Audiences familiar with Charles Perrault's fairy-tale, or with Disney's classic animation, will not want to miss these sparkling lectures on the history of dance's universally famous narrative.

Dame Monica Mason and Jane Pritchard will give two illustrated presentations to celebrate the centenary (1921-2021) of performances in Britain of the iconic Tchaikovsky ballet. As dance archivist of the V&A and internationally renowned historian of dance, Jane will reveal the history of the great Russian classic. She will focus on the first performance in London (1921) of The Sleeping Princess, which followed the nineteenth-century choreography of Marius Petipa, sets by Leon Bakst. Danced by the famous Diaghilev Ballets Russes, this was a lavish production that nearly bankrupted the great impresario. Dame Monica will discuss subsequent productions of The Sleeping Beauty, which again followed the original music and choreography, and became the signature work of the Royal Ballet, establishing the national company as one based on classical traditions. Dame Monica's involvement in the work over her long career with the Royal Ballet as Principal Dancer and Director will include her experiences of coaching today's dancers and give us insight into her own stunning interpretation of the role of the 'outsider' - the wicked fairy, Carabosse.

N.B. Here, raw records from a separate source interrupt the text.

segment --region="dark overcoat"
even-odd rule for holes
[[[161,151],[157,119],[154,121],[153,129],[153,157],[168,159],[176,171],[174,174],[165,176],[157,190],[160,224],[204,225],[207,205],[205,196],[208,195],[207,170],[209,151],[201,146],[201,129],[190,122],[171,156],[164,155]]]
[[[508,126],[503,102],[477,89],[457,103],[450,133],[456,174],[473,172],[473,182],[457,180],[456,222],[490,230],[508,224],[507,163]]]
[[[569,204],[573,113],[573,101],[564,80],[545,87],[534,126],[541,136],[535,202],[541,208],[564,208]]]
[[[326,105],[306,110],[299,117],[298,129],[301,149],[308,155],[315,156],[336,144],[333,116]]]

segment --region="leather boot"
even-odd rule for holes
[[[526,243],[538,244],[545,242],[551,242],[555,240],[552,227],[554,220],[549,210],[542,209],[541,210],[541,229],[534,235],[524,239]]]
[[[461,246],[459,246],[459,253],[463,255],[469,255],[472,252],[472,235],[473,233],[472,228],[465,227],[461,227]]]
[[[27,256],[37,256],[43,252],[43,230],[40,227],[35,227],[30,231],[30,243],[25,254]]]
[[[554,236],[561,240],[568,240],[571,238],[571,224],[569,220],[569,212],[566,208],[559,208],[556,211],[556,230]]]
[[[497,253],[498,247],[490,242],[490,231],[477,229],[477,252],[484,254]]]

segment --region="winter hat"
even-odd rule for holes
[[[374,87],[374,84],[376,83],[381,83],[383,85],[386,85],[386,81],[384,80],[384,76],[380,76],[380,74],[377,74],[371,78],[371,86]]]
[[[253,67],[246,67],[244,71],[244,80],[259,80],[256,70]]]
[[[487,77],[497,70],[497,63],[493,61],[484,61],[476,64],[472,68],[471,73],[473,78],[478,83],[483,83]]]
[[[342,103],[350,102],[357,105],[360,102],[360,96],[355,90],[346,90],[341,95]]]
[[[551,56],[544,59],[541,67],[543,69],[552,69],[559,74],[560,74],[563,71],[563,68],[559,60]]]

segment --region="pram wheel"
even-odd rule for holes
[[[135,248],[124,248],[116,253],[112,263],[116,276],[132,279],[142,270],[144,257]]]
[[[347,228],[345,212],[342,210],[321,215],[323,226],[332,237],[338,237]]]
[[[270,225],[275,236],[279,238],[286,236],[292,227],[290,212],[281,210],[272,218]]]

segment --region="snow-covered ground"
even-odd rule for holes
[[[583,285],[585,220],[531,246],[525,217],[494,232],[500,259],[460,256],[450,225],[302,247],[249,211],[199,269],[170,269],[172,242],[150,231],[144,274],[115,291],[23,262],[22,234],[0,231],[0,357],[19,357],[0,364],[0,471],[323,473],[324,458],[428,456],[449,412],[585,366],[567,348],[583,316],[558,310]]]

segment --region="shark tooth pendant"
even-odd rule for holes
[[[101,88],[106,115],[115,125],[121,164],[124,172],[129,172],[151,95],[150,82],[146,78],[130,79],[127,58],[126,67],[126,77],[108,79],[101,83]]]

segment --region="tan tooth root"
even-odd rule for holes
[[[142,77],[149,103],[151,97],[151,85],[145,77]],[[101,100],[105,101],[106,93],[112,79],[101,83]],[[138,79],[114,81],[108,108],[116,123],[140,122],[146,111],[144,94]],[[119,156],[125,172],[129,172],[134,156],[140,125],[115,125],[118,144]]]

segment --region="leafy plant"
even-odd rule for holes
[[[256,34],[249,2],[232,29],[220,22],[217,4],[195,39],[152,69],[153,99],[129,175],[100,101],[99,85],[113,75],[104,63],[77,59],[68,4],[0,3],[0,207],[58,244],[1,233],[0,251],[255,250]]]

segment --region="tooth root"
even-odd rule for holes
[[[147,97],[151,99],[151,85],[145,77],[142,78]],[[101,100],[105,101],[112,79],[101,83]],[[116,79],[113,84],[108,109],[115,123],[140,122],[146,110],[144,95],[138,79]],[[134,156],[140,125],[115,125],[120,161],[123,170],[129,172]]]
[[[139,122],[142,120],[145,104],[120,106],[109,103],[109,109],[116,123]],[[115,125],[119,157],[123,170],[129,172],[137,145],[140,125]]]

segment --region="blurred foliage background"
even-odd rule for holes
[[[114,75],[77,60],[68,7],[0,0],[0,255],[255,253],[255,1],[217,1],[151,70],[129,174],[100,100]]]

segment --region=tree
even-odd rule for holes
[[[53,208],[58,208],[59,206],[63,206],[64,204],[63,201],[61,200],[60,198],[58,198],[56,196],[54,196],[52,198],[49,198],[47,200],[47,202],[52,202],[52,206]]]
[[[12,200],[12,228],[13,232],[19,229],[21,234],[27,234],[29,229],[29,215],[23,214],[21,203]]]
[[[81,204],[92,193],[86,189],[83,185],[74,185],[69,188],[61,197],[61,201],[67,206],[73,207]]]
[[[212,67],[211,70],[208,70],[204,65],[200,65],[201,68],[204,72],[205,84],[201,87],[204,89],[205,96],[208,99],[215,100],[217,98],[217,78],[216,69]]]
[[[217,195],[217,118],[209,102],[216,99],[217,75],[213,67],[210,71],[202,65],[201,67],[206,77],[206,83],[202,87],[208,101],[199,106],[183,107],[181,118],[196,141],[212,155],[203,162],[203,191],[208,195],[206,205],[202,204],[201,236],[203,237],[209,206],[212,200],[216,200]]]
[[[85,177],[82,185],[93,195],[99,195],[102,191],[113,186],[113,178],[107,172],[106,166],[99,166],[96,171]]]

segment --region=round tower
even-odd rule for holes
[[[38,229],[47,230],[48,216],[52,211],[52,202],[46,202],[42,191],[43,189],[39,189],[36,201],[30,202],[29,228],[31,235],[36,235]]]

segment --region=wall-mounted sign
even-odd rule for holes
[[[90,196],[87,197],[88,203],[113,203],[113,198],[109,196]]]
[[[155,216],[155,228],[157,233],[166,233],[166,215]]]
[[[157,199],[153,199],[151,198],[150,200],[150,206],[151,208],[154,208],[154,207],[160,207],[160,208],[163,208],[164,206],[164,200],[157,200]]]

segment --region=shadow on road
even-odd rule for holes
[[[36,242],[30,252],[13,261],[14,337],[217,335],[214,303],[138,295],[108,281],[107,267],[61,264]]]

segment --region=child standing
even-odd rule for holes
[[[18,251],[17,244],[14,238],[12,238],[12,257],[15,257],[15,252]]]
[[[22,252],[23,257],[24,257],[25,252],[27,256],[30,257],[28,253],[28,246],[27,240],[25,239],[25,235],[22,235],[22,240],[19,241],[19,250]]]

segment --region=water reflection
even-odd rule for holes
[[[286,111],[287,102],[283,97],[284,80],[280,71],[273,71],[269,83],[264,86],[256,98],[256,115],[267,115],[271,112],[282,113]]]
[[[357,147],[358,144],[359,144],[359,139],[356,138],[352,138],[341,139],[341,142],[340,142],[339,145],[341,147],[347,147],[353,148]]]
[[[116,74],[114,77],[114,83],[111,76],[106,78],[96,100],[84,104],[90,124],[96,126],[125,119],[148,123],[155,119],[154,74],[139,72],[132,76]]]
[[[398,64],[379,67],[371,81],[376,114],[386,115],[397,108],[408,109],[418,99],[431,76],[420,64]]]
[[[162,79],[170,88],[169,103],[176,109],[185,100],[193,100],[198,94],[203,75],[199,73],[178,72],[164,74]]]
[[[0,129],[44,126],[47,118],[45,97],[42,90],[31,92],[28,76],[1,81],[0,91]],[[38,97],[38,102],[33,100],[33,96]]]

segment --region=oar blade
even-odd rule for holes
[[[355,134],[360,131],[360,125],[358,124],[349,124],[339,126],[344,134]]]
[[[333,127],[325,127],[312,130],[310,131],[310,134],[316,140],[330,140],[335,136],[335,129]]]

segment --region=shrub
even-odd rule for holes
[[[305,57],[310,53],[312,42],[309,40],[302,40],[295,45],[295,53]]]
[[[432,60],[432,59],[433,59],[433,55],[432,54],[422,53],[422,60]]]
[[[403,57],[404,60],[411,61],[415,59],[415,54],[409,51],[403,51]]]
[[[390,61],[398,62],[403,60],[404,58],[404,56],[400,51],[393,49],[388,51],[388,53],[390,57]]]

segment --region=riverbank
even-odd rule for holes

Dance Scholarship Oxford (DANSOX) provides a major forum for dance scholarship in Europe, promoting dialogue between prominent academic disciplines and the worlds of dance theory and practice. DANSOX inaugurates an international exchange of interdisciplinary dance-related research with a major programme investigating a wide range of enquiries into all forms of dance. These events explore the ways in which the role of choreographic practice reveals its essential contribution to innovations across academic fields, theatre and performance.